Günün Kitabı | Yaralı Zamanlar | Ferit Edgü
Kitap Tanıtım bülteninden
Yaralı Zaman (Bir Doğu Yolculuğundan Notlar)
Burada bizi yargılarlar mı? diyor aralarından biri.
Burada sizi neden yargılasınlar, diyorum. Sınırı geçtik, diye. Sınırı daha önce de geçmiyor muydunuz, diyorum. O zamanlar bambaşkaydı, diyor öbürü. Kimse yargılamaz sizi. Burda kendi yurdunuzdasınız, diyorum. Ne dedin, diyor Vahap. Korkmamaları gerektiğini söyle onlara, diyorum. Bu dağlarda korkmadan yaşanır mı Beyim, diyor Vahap. Doğrusun, Vahap, diyorum. Ama korkarak da yaşanmaz. Karşımdaki iki dağlı, konuşmamızı anlarmış gibi gülüyorlar birlikte…
Ferit Edgü, ilk kez 1977’de yayınlanan O [Hakkâri’de Bir Mevsim] adlı romanında, Türkiye’nin Doğu’suna, sarp dağlarına, umarsız insanlarına bir ağıt yakmıştı.
Melih Cevdet Anday’ın “gerçeğin inanılmaz bir düşe dönüştüğü, şaşırtıcı bir öykü” diye nitelediği O’dan tam otuz yıl sonra, Edgü Yaralı Zaman’la yeniden Doğu’ya dönüyor.
Bu kez, hiç de düşsel olmayan Hakkâri’de bir yolculuğa çıkıyor.
Kitaptan Alıntı
Bir
doğu yolculuğundan notlar…
Notlardan çok daha fazlasını barındıran,
kelimelerle dahi anlatılamayan ama mevcut kelimelerle kağıda dökülmüş bir
anlatı eseri. Hakkari’de Bir Mevsim’ den tam otuz yıl sonra tekrar doğuya dönen
Ferit Edgü’nün etkileyici kitabı size uzunca bir süredir dağlarda, yokluk
içinde kasvetin göbeğinde hissettiriyor.
Dağların bir gizemi var. Sizi arkasında ne
olduğunu merak ettiğiniz bir bilinmeze çeken garip bir gizem. Çocukluğumdan
beri beni garip şekilde çekmiştir bu taş yığınları. Acaba ötesinde neler var,
uzun uzun arabayla yolculuk yapsak o dağlara ulaşabilir miyiz diye düşünüp
kurmuşumdur kafamda. Dağların mavi, mor silueti bana hep el sallamıştır…
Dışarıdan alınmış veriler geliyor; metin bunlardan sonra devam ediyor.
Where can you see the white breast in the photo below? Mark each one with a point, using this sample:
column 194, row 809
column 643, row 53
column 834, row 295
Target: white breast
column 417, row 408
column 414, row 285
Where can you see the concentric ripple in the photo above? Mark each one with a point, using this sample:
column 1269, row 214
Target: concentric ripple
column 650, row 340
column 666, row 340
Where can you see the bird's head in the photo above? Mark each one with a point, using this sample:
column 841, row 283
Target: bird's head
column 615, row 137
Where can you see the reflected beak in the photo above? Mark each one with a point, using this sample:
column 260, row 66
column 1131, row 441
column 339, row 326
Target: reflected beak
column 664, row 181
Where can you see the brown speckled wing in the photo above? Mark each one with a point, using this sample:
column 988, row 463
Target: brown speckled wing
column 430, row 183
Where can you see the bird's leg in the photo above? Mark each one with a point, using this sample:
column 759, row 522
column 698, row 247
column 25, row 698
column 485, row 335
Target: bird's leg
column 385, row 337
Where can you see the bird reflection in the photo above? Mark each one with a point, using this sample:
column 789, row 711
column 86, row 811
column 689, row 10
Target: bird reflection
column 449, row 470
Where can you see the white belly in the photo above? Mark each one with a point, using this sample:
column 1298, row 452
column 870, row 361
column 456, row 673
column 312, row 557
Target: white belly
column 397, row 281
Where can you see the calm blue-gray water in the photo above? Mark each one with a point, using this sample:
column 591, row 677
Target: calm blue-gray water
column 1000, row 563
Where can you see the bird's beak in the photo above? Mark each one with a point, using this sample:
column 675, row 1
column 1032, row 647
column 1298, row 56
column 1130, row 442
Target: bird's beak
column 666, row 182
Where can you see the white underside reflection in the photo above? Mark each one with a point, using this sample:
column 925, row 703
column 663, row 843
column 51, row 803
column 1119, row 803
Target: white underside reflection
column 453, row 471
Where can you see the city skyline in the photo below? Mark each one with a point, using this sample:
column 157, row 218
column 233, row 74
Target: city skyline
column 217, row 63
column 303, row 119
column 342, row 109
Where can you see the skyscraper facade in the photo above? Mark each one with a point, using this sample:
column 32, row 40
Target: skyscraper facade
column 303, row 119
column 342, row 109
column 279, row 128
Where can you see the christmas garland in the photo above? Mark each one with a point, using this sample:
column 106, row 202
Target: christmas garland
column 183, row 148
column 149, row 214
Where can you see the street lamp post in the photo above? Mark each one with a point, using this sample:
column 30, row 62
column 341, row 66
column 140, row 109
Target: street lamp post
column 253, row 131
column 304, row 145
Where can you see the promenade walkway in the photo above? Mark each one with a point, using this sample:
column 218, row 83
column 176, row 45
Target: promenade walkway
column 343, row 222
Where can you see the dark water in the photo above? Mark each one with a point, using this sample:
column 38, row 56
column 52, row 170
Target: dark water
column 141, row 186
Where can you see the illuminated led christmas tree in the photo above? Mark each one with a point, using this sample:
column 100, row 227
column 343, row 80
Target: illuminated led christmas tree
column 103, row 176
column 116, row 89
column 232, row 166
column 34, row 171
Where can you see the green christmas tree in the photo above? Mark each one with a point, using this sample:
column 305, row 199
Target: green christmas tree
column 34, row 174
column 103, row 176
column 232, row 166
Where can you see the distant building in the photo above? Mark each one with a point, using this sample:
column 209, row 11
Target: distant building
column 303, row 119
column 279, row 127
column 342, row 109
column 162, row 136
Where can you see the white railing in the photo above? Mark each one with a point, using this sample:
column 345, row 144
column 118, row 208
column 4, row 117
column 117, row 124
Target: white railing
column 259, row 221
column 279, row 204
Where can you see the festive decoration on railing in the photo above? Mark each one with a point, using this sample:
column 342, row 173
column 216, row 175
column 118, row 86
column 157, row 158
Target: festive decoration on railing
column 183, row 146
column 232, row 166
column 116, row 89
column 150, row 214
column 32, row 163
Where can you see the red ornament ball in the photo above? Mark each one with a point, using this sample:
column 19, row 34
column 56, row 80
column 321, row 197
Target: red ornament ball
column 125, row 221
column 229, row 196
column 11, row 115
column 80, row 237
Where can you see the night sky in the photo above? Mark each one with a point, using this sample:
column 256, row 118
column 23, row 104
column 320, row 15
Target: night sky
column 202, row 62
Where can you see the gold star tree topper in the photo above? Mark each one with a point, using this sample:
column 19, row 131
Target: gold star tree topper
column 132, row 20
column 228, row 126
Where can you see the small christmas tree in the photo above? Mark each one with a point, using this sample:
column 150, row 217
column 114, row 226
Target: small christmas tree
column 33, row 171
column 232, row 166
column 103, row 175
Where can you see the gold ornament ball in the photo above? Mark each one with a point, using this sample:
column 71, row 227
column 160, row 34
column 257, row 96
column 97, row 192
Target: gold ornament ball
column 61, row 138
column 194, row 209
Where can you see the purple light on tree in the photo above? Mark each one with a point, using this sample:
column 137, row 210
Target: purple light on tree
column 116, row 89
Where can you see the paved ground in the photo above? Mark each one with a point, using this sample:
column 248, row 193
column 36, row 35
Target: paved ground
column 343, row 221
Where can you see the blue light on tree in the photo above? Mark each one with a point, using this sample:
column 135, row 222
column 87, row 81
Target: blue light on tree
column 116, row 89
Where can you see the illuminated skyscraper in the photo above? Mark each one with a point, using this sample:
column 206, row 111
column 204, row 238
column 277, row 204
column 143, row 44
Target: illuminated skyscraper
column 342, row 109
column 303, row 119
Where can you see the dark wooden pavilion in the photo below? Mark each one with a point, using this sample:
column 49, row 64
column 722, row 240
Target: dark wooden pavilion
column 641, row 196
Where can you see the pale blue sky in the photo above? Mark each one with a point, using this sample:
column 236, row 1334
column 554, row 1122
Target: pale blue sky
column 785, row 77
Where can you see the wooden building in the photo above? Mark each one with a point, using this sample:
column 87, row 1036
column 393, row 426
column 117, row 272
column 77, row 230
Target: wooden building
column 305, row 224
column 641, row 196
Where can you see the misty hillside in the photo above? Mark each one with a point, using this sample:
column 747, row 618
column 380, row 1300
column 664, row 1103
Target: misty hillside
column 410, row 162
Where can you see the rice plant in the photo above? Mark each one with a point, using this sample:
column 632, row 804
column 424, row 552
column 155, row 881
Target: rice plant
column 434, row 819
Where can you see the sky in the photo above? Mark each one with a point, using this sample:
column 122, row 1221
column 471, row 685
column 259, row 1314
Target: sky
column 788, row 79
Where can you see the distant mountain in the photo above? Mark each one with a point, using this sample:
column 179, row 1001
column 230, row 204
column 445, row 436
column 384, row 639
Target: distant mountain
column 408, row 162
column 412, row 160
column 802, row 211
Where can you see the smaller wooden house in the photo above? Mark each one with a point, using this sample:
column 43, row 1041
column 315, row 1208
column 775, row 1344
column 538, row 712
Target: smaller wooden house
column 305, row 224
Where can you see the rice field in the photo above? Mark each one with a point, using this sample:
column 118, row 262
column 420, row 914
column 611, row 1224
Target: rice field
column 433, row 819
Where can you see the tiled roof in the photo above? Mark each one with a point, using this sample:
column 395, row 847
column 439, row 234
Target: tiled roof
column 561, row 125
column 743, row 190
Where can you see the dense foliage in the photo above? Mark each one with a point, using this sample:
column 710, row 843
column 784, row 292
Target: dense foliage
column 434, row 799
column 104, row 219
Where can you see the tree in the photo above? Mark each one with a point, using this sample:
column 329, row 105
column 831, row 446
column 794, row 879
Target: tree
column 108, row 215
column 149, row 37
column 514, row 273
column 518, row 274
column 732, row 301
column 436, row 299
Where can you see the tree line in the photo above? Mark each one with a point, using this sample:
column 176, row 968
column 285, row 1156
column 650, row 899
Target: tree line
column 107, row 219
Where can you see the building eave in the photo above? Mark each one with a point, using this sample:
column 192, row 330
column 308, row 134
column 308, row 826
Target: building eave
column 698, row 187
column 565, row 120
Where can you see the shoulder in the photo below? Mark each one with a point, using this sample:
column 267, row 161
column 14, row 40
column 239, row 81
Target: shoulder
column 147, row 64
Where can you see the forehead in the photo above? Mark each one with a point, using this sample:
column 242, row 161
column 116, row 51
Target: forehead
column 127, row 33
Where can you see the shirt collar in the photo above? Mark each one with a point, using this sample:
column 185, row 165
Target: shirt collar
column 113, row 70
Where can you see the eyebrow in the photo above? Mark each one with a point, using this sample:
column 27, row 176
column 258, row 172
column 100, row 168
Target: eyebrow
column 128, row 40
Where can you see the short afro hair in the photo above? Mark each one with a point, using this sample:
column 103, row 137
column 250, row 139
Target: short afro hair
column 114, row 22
Ancak benim gördüğüm dağlarla bu kitapta anlatılan dağ çok başka.
Bu dağlarda silah seslerinden, korkudan kaçan
ancak tam da göbeğinde olan ve aslında kaçtıkları şeylerden hiç de kurtulamayan
insanlar var.
“İnsan hayatında bir
kere kaçar, biz artık kaçmayı bıraktık.” diyen insanlar…
Karakış, kurtlar, çakallar, açlık… Ne doğum
kayıt altında ne ölüm. Ölen hiç doğmamış gibi gömülüyor bu dağlara… Orada
mezarlık yok eline alıp vurduğun zaman kazmayı toprağa görürsün her yer
mezarlık… Çocuklar doğar doğmaz büyümüş sanki. Şımarıklıkları anne karnından
çıkar çıkmaz son buluyor bu taşlıkta. Doğar doğmaz kocaman birer kadın/erkek
oluyorlar.
İliklere kadar kendini hissettirecek bir kitap
bu. Ferit Edgü az sözcükle o kadar şey anlatıyor ki bunu başarmak her kişinin
hakkı değil. Okurken buruyor içinizi, sizi o soğuklara, oranın deyişiyle;
kanlıkışa, soğuğa, sefalete götürüyor elinizden tutup. Ferit Edgü elinizden
tutsa da orada kimsesiz ve yalnız kalıyorsunuz, bir başınıza. Sığınabileceğiniz
ve bir sığınak ve bir ağaç kalıyor. “Çünkü bu dağların ağaçları şu koskoca
kayalardır.”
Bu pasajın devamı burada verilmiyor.